LLVM newbie here, I was mainly working on the frontend so far. We had a small hackathon project idea to piggyback on LTO to detect dead code (unused functions). The basic idea is to compile the code for every target and dump the removed functions. Intersect the function symbol names for each target and those functions should be safe to remove from the source code (unless there were some configuration that was not compiled). Is this reasonable?

I started to play around with some toy examples and got stuck on the very beginning not being able to figure out where the unused functions are actually getting removed.

Here is what I did:
tu1.cpp:
int unused(int a);
int probably_inlined(int a);
int main(int argc, const char *argv[]) {
return probably_inlined(argc);
}

tu2.cpp:
int unused(int a) {
return a + 1;
}
int probably_inlined(int a) {
return a + 2;
}

I produced two object files with bitcode:
clang -c -flto tu1.cpp -o tu1.o

And I run LTO and attempted to dump the IR before each pass:
clang -O2 -Wl,-mllvm -Wl,-print-before-all tu1.o tu2.o -o optimized

In my dumps I saw the function unused removed even before the first pass. Where did that happen? I tried to invoke llvm-link manually and that did not remove unused.

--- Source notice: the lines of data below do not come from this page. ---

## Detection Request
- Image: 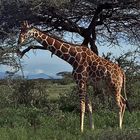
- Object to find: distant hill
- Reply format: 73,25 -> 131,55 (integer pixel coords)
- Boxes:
0,72 -> 5,79
27,73 -> 58,79
27,73 -> 63,79
0,72 -> 62,80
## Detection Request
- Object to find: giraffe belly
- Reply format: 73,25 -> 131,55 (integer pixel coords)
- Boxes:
91,78 -> 111,95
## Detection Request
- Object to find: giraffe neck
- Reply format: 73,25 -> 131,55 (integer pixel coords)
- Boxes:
32,28 -> 77,66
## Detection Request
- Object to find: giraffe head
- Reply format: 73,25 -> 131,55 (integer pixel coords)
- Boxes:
18,21 -> 33,45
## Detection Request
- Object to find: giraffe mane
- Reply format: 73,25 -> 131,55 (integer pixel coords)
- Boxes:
33,27 -> 83,47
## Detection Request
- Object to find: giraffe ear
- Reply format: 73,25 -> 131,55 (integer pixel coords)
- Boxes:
21,20 -> 31,28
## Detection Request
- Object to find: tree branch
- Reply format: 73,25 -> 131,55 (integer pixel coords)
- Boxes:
17,45 -> 47,58
82,3 -> 113,55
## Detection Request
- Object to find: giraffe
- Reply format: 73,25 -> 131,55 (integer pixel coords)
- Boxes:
17,21 -> 130,132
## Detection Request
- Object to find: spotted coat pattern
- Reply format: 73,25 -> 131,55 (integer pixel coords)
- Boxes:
18,22 -> 128,132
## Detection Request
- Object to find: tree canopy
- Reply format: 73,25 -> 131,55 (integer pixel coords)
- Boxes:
0,0 -> 140,73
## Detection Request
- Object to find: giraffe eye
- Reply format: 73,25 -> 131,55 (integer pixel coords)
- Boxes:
48,45 -> 52,50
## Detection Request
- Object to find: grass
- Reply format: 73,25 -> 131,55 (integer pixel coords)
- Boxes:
0,127 -> 139,140
0,79 -> 139,140
0,110 -> 139,140
47,83 -> 75,100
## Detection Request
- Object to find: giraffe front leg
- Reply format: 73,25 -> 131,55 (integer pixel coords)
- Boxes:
86,95 -> 94,130
78,81 -> 86,132
80,99 -> 85,132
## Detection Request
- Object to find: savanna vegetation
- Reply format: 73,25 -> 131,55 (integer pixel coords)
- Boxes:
0,71 -> 139,140
0,0 -> 140,139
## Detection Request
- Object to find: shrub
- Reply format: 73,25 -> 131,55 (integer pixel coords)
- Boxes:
58,85 -> 116,113
58,86 -> 79,112
11,80 -> 49,108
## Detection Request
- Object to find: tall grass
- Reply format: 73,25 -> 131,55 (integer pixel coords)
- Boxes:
0,78 -> 139,140
0,109 -> 139,140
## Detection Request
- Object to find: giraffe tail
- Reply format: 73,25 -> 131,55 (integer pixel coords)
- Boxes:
123,73 -> 132,113
125,100 -> 131,113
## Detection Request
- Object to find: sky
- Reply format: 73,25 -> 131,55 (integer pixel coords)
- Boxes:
0,34 -> 137,77
1,45 -> 134,76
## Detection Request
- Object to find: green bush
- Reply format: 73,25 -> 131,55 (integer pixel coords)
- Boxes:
12,80 -> 49,108
58,85 -> 117,113
0,85 -> 13,108
0,107 -> 27,127
58,86 -> 79,112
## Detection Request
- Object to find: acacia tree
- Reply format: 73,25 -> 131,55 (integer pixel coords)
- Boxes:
0,42 -> 20,73
0,0 -> 140,69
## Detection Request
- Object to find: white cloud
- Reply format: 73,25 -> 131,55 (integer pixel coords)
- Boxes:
21,50 -> 72,76
0,65 -> 16,72
34,69 -> 46,74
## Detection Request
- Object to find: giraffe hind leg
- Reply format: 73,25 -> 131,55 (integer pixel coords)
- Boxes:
86,95 -> 94,130
116,95 -> 126,129
120,95 -> 127,121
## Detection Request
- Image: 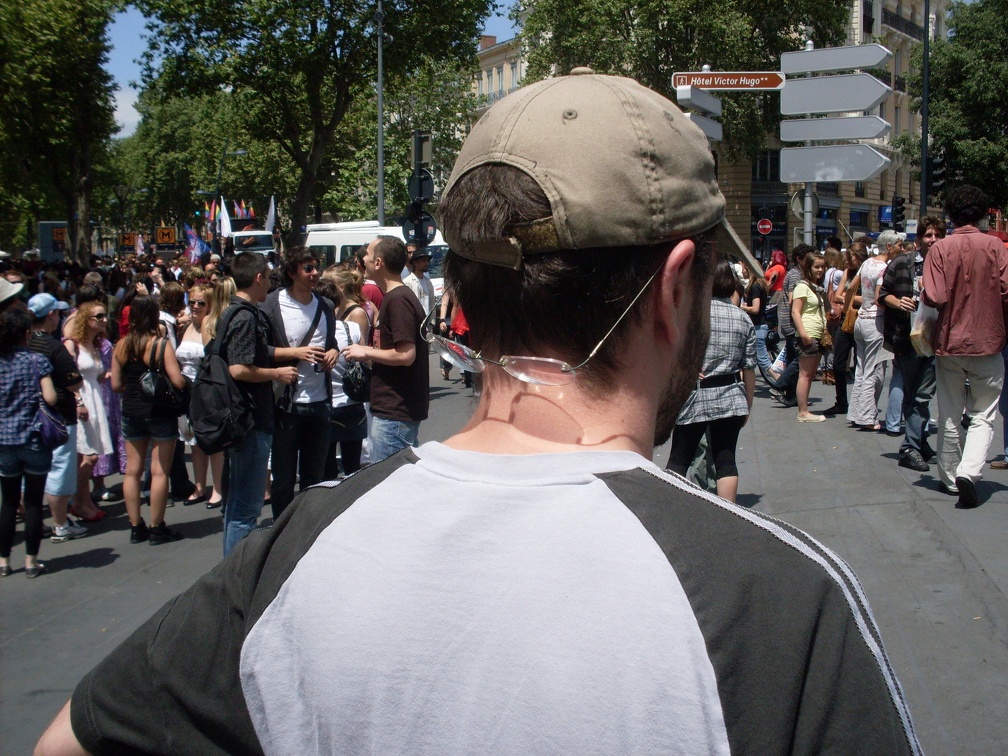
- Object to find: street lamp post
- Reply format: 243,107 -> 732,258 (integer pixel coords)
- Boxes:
375,0 -> 386,226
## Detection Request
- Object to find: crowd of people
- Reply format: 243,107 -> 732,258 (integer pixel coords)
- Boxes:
722,187 -> 1008,511
0,236 -> 445,572
3,183 -> 1008,578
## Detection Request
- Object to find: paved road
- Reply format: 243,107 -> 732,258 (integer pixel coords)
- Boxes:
3,356 -> 1007,754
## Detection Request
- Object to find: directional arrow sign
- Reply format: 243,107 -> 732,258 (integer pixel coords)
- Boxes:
780,145 -> 890,183
673,71 -> 785,90
781,73 -> 890,115
675,85 -> 722,117
684,112 -> 723,142
780,115 -> 891,142
781,43 -> 893,75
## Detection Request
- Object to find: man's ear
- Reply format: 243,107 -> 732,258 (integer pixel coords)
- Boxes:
653,238 -> 699,349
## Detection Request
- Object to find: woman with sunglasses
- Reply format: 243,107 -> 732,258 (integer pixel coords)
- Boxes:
65,301 -> 113,521
176,283 -> 223,508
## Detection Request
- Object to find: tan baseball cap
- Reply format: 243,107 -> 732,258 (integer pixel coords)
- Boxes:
442,68 -> 762,276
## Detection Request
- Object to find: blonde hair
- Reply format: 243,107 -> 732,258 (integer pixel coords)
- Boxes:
321,263 -> 364,309
72,301 -> 107,346
203,277 -> 236,340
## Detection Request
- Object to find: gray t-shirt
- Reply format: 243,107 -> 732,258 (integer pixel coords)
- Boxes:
69,444 -> 921,755
778,265 -> 804,336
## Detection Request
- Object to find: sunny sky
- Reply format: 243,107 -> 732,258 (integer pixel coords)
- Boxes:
107,8 -> 518,136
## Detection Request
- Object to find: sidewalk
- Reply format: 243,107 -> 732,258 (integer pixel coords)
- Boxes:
2,359 -> 1007,753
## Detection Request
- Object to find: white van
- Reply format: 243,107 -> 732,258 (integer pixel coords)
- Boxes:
305,221 -> 446,298
231,229 -> 276,255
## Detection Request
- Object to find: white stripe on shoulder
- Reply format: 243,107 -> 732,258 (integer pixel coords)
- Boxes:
639,465 -> 923,755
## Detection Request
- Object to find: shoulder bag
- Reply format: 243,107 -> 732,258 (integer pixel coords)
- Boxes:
340,321 -> 371,403
140,337 -> 190,416
29,357 -> 69,449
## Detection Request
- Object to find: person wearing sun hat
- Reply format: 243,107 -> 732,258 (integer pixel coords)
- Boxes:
38,70 -> 919,755
0,277 -> 26,312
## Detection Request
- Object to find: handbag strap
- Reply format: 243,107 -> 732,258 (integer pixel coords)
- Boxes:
148,337 -> 168,372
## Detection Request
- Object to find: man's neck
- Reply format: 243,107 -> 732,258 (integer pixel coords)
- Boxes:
377,272 -> 404,294
287,285 -> 314,305
235,290 -> 256,304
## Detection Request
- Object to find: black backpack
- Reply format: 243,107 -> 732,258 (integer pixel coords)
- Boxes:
190,303 -> 256,455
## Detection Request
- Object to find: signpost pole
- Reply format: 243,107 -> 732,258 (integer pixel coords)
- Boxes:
802,42 -> 814,246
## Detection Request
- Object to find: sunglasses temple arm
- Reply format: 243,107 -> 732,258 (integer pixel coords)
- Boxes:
568,267 -> 662,372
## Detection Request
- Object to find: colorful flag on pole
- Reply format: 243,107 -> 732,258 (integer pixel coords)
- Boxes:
265,195 -> 276,233
208,199 -> 217,222
249,203 -> 255,219
184,224 -> 201,263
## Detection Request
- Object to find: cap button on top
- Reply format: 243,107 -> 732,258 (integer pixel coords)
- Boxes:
569,66 -> 595,76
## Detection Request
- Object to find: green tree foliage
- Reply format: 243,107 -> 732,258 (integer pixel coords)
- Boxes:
0,0 -> 118,260
519,0 -> 849,159
135,0 -> 494,245
324,58 -> 481,222
904,0 -> 1008,207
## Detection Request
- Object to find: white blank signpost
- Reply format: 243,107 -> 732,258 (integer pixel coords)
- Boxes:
779,42 -> 893,243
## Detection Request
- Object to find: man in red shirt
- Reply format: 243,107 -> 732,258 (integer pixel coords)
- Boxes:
922,185 -> 1008,508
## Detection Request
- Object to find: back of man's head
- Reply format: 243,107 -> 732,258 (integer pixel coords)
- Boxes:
438,69 -> 757,387
943,185 -> 987,228
791,244 -> 814,267
374,236 -> 407,276
231,251 -> 268,290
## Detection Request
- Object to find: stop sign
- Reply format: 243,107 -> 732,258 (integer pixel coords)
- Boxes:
757,218 -> 773,235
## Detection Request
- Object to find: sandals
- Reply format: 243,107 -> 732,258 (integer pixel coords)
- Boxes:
855,423 -> 881,432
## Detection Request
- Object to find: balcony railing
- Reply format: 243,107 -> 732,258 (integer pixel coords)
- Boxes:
882,9 -> 924,40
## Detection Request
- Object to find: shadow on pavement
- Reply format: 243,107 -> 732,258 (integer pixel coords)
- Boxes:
43,547 -> 119,572
736,493 -> 762,509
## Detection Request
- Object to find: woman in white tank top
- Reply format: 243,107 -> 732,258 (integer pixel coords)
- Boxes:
176,283 -> 224,508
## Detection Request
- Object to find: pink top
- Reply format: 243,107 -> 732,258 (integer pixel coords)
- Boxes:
922,226 -> 1008,356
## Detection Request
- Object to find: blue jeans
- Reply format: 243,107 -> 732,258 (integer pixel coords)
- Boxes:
894,352 -> 936,455
370,417 -> 420,463
885,359 -> 904,433
753,324 -> 772,373
223,429 -> 272,557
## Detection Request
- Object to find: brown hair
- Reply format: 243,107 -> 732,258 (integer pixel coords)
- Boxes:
800,251 -> 825,285
439,164 -> 713,388
846,239 -> 869,273
159,281 -> 186,317
919,215 -> 946,238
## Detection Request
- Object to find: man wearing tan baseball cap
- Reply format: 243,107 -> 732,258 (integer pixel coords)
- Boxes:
38,71 -> 919,755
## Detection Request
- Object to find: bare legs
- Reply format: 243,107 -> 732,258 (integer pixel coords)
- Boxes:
797,355 -> 821,418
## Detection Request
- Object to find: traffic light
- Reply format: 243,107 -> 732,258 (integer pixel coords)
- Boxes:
403,129 -> 436,248
892,194 -> 906,231
927,150 -> 946,196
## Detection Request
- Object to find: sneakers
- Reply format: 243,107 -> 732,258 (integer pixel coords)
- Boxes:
130,520 -> 149,544
51,519 -> 87,543
898,449 -> 929,472
955,476 -> 979,509
821,405 -> 847,418
990,458 -> 1008,470
921,442 -> 935,462
797,413 -> 826,423
148,523 -> 184,545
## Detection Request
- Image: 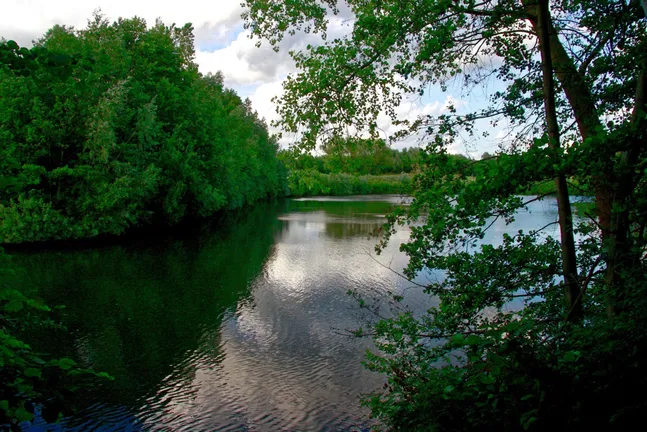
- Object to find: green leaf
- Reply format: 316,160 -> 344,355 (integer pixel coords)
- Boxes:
563,351 -> 580,363
97,371 -> 114,380
24,367 -> 42,378
465,335 -> 481,345
14,407 -> 33,423
5,299 -> 24,312
58,358 -> 77,370
26,298 -> 51,312
450,334 -> 465,345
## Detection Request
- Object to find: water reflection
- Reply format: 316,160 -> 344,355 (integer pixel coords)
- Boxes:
10,195 -> 567,431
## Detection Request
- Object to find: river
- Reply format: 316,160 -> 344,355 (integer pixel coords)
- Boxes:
10,195 -> 569,431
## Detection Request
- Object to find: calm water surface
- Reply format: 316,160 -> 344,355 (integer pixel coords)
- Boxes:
11,195 -> 567,431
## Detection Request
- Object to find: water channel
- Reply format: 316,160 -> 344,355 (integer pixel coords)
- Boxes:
11,195 -> 567,431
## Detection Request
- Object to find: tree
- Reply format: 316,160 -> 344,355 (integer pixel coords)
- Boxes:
243,0 -> 647,429
321,137 -> 395,174
1,14 -> 286,244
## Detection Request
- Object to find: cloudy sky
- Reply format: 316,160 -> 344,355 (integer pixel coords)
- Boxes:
1,0 -> 504,156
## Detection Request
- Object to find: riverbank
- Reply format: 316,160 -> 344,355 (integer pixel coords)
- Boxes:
286,170 -> 413,197
1,198 -> 284,251
285,170 -> 592,200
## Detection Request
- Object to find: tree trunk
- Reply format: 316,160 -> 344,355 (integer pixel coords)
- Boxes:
536,0 -> 581,320
524,1 -> 612,237
604,52 -> 647,315
525,0 -> 647,317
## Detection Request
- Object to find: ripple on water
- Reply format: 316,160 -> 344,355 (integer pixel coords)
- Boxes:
23,197 -> 438,431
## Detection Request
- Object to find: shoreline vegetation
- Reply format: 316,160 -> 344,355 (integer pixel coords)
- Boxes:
0,17 -> 285,246
285,170 -> 413,197
283,170 -> 590,199
279,145 -> 593,199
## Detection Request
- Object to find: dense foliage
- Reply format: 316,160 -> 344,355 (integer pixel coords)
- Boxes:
317,138 -> 425,175
0,15 -> 285,244
285,170 -> 412,196
244,0 -> 647,430
278,140 -> 421,195
279,138 -> 472,196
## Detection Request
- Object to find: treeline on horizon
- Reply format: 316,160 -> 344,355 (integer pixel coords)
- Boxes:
281,137 -> 430,175
279,139 -> 560,197
0,14 -> 286,244
280,137 -> 471,196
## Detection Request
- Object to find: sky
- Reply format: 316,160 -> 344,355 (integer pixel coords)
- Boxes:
1,0 -> 505,157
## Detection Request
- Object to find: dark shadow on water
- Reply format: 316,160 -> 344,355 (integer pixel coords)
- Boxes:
9,202 -> 286,429
7,196 -> 415,431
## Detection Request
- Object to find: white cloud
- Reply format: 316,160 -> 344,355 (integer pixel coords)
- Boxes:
1,0 -> 244,45
376,95 -> 466,148
248,79 -> 284,127
196,30 -> 298,87
195,10 -> 353,87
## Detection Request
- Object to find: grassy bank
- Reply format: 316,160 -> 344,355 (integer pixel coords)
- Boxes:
286,170 -> 413,197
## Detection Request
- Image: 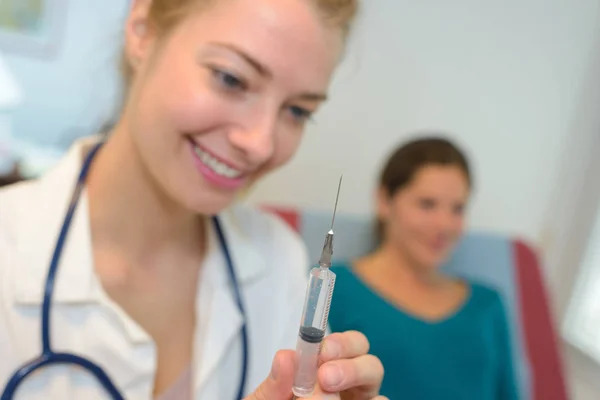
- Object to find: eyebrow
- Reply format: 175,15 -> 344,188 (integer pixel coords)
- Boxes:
207,41 -> 328,102
208,41 -> 272,77
298,92 -> 328,102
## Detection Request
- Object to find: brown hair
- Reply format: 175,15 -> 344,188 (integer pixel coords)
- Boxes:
376,136 -> 472,242
120,0 -> 359,85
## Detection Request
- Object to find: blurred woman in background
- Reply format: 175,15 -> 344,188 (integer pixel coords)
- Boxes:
328,137 -> 519,400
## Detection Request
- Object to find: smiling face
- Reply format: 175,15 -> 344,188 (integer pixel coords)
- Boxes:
378,165 -> 470,271
120,0 -> 344,214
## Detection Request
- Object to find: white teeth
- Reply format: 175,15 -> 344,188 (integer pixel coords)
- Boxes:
194,146 -> 242,179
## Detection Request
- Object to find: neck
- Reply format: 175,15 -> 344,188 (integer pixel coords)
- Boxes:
87,123 -> 204,262
367,241 -> 445,289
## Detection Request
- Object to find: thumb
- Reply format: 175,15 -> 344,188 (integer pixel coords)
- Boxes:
245,350 -> 295,400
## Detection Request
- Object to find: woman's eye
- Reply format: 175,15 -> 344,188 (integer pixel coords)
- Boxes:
212,69 -> 246,91
287,106 -> 313,123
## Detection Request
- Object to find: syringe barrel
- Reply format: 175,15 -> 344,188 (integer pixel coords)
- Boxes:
298,267 -> 336,331
292,267 -> 336,398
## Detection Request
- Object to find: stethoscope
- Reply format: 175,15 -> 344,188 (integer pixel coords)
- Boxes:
1,142 -> 249,400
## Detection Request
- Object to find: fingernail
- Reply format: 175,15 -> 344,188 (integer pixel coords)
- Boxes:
322,340 -> 341,359
270,357 -> 280,380
322,364 -> 343,388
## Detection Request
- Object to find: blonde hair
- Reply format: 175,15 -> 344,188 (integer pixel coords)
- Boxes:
121,0 -> 359,84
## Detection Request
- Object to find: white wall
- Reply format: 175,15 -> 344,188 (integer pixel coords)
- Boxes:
544,29 -> 600,400
3,0 -> 126,148
564,344 -> 600,400
247,0 -> 600,251
542,31 -> 600,313
0,51 -> 23,174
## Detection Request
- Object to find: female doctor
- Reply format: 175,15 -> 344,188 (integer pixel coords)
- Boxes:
0,0 -> 385,399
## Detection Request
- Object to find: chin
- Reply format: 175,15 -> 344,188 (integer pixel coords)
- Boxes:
163,179 -> 237,216
416,260 -> 442,272
413,251 -> 448,271
188,191 -> 239,216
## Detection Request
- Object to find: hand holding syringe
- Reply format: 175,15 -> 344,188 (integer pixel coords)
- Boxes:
292,176 -> 343,398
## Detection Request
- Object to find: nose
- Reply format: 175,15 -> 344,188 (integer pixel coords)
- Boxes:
436,209 -> 459,233
228,115 -> 276,167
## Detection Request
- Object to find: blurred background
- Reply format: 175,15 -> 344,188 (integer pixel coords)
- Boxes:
1,1 -> 599,398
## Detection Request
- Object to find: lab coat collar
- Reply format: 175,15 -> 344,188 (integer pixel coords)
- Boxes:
192,205 -> 269,393
193,225 -> 244,395
209,206 -> 268,285
12,136 -> 100,306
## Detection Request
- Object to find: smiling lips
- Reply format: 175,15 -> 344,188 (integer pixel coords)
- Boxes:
188,138 -> 248,190
428,237 -> 450,253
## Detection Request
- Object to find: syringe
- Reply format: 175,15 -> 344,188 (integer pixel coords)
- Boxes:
292,175 -> 343,398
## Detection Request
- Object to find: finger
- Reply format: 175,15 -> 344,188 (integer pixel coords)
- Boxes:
320,330 -> 370,362
317,354 -> 384,395
245,350 -> 295,400
302,386 -> 340,400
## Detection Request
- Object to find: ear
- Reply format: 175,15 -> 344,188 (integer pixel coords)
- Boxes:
376,186 -> 392,222
124,0 -> 156,74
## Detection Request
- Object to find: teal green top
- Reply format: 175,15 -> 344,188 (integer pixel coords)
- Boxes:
328,264 -> 519,400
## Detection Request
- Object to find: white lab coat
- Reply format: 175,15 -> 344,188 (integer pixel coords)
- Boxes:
0,138 -> 309,399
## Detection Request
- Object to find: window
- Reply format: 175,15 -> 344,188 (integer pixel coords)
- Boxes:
563,205 -> 600,364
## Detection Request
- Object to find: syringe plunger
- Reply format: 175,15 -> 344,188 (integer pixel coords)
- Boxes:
292,266 -> 336,397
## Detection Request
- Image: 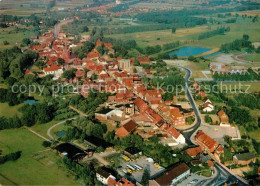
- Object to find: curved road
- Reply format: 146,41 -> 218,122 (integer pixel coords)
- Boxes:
173,65 -> 202,145
169,64 -> 247,185
47,117 -> 77,140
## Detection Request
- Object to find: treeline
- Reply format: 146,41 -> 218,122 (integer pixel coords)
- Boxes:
213,68 -> 260,81
162,41 -> 180,51
0,151 -> 22,164
0,47 -> 37,79
220,34 -> 254,53
233,93 -> 260,110
62,157 -> 96,185
0,97 -> 77,130
104,24 -> 172,34
135,11 -> 207,28
0,88 -> 23,106
198,26 -> 230,40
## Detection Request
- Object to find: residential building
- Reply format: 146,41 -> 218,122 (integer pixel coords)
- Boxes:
195,130 -> 223,162
149,163 -> 190,186
118,59 -> 131,70
116,119 -> 138,137
96,167 -> 116,185
183,146 -> 202,158
218,110 -> 230,126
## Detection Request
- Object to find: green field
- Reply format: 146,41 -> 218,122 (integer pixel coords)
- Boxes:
0,103 -> 24,118
243,55 -> 260,62
106,16 -> 260,49
0,128 -> 79,185
30,120 -> 61,139
0,27 -> 34,50
217,82 -> 260,93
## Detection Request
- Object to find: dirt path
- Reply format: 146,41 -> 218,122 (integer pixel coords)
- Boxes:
25,127 -> 50,142
69,105 -> 88,117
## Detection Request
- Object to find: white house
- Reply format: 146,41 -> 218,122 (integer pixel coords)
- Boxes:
96,168 -> 116,185
43,65 -> 63,79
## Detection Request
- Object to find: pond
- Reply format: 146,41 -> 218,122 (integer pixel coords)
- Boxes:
56,130 -> 66,137
24,100 -> 40,104
169,46 -> 212,57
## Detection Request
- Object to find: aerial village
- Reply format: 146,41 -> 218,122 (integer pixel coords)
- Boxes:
21,25 -> 256,185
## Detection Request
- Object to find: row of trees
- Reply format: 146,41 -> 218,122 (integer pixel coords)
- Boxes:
213,69 -> 260,81
220,34 -> 254,53
0,151 -> 22,164
198,26 -> 230,40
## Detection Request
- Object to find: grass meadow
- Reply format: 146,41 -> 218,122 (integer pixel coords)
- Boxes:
0,103 -> 24,118
0,128 -> 79,185
106,16 -> 260,49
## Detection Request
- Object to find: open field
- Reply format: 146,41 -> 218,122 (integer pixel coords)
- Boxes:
106,17 -> 260,49
0,103 -> 24,118
0,128 -> 79,185
0,27 -> 34,50
217,82 -> 260,93
242,55 -> 260,62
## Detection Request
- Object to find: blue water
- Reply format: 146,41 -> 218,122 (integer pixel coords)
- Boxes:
57,131 -> 66,137
169,46 -> 212,57
24,100 -> 40,104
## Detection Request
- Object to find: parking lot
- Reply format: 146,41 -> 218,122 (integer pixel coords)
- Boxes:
178,173 -> 207,186
117,155 -> 165,183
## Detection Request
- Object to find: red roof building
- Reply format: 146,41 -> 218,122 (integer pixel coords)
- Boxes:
116,120 -> 138,137
170,107 -> 185,126
183,147 -> 202,157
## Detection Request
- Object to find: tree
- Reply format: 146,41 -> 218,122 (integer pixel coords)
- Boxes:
171,27 -> 176,34
3,41 -> 9,45
22,38 -> 31,46
57,58 -> 65,65
42,141 -> 51,147
62,68 -> 77,79
205,115 -> 212,123
141,168 -> 150,186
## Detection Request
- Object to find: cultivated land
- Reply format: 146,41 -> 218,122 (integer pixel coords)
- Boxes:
0,103 -> 23,118
106,17 -> 260,49
0,128 -> 79,185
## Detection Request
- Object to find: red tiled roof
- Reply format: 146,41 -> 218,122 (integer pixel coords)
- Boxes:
167,126 -> 180,139
44,64 -> 62,72
104,43 -> 112,48
184,147 -> 202,157
195,130 -> 219,153
87,51 -> 100,59
96,39 -> 102,47
116,120 -> 137,137
75,70 -> 85,77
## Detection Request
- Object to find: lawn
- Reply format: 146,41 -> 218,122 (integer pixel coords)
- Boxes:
0,102 -> 24,118
0,128 -> 79,185
30,120 -> 61,139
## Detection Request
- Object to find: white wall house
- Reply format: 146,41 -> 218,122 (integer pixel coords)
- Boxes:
96,169 -> 116,185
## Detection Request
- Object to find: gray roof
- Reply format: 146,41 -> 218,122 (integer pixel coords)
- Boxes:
234,153 -> 255,161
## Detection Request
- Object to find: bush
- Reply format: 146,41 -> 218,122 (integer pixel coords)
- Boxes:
42,141 -> 51,147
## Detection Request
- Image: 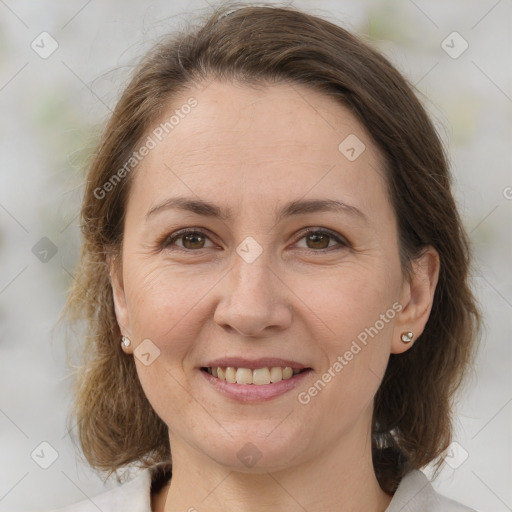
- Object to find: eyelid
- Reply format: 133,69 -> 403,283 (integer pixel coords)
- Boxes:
160,226 -> 350,252
294,227 -> 350,250
159,227 -> 217,250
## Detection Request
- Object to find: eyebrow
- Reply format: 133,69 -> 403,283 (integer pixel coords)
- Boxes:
146,197 -> 367,224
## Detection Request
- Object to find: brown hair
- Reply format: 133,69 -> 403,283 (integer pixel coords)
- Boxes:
66,3 -> 481,493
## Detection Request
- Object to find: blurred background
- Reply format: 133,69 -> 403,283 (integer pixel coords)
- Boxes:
0,0 -> 510,510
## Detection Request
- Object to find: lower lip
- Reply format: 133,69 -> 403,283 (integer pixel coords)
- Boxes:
199,369 -> 313,402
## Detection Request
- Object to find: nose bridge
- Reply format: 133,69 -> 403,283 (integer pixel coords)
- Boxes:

I also tried to dump optimization remarks and was no trace of a function being removed (I only saw a function being inlined).

Thanks in advance,
Gabor

By default even regular LTO now has module summaries (like the kind used for ThinLTO). LTO will then run index based dead symbol analysis here:
http://llvm-cs.pcc.me.uk/lib/LTO/LTO.cpp#923. Then when linkRegularLTO is called here: http://llvm-cs.pcc.me.uk/lib/LTO/LTO.cpp#935, it indicates that the index should be consulted for liveness, and that routine skips even adding the dead symbols to the Keep set. So they never make it into the combined module.

Teresa

Thanks!

I looked into this and printing the list of functions omitted from the combined module is pretty straightforward. My only problem is that I am not sure what is the most idiomatic way to surface this information for the user. I initially wanted to add an optimization remark, but optimization remarks are set up later on in the LTO backend (just before running opt).

Do you think it is ok to set the remarks up earlier or should I plumb the list of removed symbols and emit them later? Or is there another way to surface this information?

Thanks,
Gabor

I looked into this and printing the list of functions omitted from the combined module is pretty straightforward. My only problem is that I am not sure what is the most idiomatic way to surface this information for the user. I initially wanted to add an optimization remark, but optimization remarks are set up later on in the LTO backend (just before running opt).

Do you think it is ok to set the remarks up earlier or should I plumb the list of removed symbols and emit them later? Or is there another way to surface this information?

+Peter for thoughts.

That’s a good question. A few possibilities come to mind. You could add a custom internal option to LTO.cpp to emit the list of dead functions. If you do want to use the opt remarks infrastructure, which isn’t a bad idea, you will need to add the setup earlier as you noted. However, note that this is only possible for regular LTO, not any ThinLTO modules, since we don’t have those until later. What I would suggest in this case is to move the invocation of linkRegularLTO for modules with summaries into runRegularLTO and do the setup there, to minimize the handling along both LTO type paths. It looks like this should be doable.

Thanks, this approach did work! I created https://reviews.llvm.org/D73597 in case this is something we want to have upstream :slight_smile:

you can find unused functions easily using static analysis tools; codeql comes to mind:

https://help.semmle.com/QL/learn-ql/cpp/function-classes.html

import cpp

from Function f
where not exists(FunctionCall fc | fc.getTarget() = f)
select f, "This function is never called."